If you fall into this category of prepping, the only real reason you might want this machine is because of special dietary needs that can’t be met commercially or perhaps you just don’t like commercial offerings and you want to make your own. I do know many preppers that do precisely that. Mountain House Stroganoff is most likely not what your mother made and you may not like it all. I’ve never seen a commercially-produced freeze-dried lasagna that even resembled one that I got at an Italian restaurant. You can, however, easily make these things on your own with this machine.
This is where the Harvest Right shines. The typical mantra of this type of prepper is: “Eat what you store. Store what you eat.” The long-term shelf life isn’t as important, because this prepper constantly eats out of the pantry. You eat the older foods while new foods go to the back of the pantry. Their typical pantry system only has foods that are as old as the amount of food you have stored. If you have a three year pantry, then the oldest food is probably about three years old. The long shelf life of freeze-dried foods is irrelevant here (unless you have a couple of packages that get “lost” in the shuffle).
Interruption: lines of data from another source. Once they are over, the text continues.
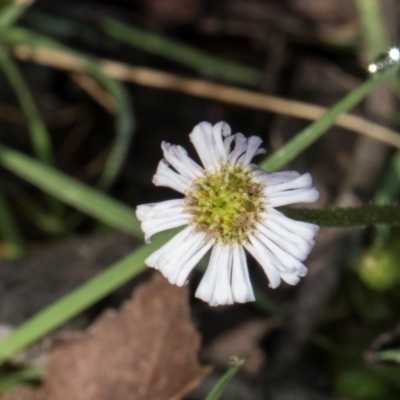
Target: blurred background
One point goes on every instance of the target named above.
(91, 88)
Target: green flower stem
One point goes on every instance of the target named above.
(80, 299)
(346, 217)
(219, 388)
(310, 134)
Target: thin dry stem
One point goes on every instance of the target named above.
(196, 87)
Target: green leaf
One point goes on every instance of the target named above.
(390, 355)
(182, 53)
(219, 388)
(13, 242)
(71, 191)
(310, 134)
(124, 123)
(39, 135)
(79, 299)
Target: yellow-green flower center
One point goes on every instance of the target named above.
(226, 204)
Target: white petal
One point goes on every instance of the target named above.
(293, 196)
(166, 177)
(253, 143)
(290, 277)
(151, 226)
(263, 256)
(220, 131)
(188, 263)
(283, 261)
(177, 241)
(300, 228)
(242, 290)
(275, 177)
(208, 144)
(293, 244)
(302, 182)
(239, 149)
(178, 263)
(151, 210)
(215, 287)
(178, 158)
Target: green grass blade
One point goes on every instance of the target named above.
(71, 191)
(124, 126)
(79, 299)
(390, 355)
(39, 135)
(182, 53)
(124, 120)
(221, 385)
(9, 231)
(11, 13)
(310, 134)
(13, 379)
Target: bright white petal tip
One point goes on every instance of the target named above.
(228, 206)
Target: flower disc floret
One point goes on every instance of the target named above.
(228, 207)
(226, 204)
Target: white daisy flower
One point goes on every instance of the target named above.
(228, 205)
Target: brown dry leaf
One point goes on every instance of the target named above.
(146, 351)
(22, 393)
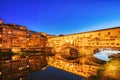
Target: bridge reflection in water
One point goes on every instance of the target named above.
(52, 73)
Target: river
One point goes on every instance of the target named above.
(52, 73)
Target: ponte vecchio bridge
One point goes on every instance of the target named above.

A prepper following this food system would constantly find themselves buying expensive freeze-dried foods and using them in their normal daily living. Most don’t even bother because of the expense. The Harvest Right machine allows this type of prepper to incorporate freeze-dried foods into their system. This has the effect of making their storage system much more robust. It will now survive loss of power (for the food freezers).
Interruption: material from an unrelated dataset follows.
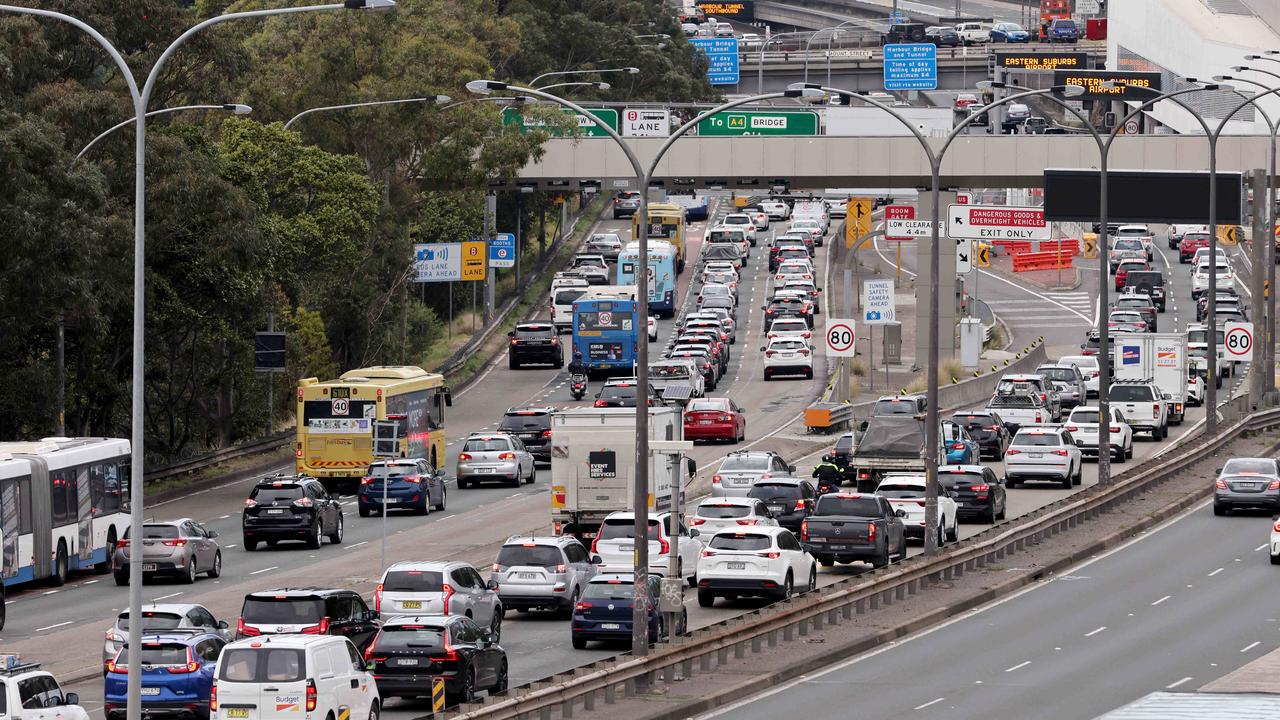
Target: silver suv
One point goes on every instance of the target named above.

This is the method that we use, though we use a mixture of fresh, frozen, freeze dried, and canned foods. If you fall in this category and can deal with the maintenance headaches of the machine, you will be very happy with the purchase.
Is it worth it?
For my family, the answer is such a powerful “Yes!” that we own multiple units. For you, only you can decide. Hopefully, this review has given you enough information to make that decision.
We’ve accumulated enough data that there are a couple more articles on the way. These will focus on different maintenance and operation aspects of the machine. Over the next couple of months, I’ll assemble those into a few more articles to share with SurvivalBlog readers.